On routing for extending satellite service life in LEO satellite networks

TL;DR: The basic approach is to leverage the deterministic movement of satellites for favoring routing traffic over satellites exposed to the sun as opposed to the eclipsed satellites, thereby decreasing the average battery depth of discharge - all without adversely affecting network performance.

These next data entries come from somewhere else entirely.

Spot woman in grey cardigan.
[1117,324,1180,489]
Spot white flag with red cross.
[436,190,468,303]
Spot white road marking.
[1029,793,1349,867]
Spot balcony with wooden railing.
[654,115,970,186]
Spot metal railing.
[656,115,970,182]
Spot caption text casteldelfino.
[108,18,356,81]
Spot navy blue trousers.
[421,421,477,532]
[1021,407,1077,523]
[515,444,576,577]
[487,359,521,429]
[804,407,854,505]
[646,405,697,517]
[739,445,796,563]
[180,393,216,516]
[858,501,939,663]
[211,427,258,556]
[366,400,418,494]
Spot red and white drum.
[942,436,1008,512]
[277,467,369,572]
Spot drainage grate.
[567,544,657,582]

Abstract: We address the problem of routing for extending the service life of satellites in Iridium-like LEO constellations. Satellites in LEO constellations can spend over 30% of their time under the earth's umbra, time during which they are powered by batteries. While the batteries are recharged by solar energy, the depth of discharge they reach during eclipse significantly affects their lifetime — and by extension, the service life of the satellites themselves. For batteries of the type that power Iridium satellites, a 15% increase to the depth of discharge can practically cut their service lives in half. We present two new routing metrics — LASER and SLIM — that try to strike a balance between performance and battery depth of discharge in LEO satellite constellations. Our basic approach is to leverage the deterministic movement of satellites for favoring routing traffic over satellites exposed to the sun as opposed to the eclipsed satellites, thereby decreasing the average battery depth of discharge — all without adversely affecting network performance Simulations show that LASER and SLIM can reduce the depth of discharge by about 11% and 16%, respectively, which can lead to as much as 100% increase in the satellite batteries lifetime. This is accomplished by trading off very little in terms of end-to-end delay.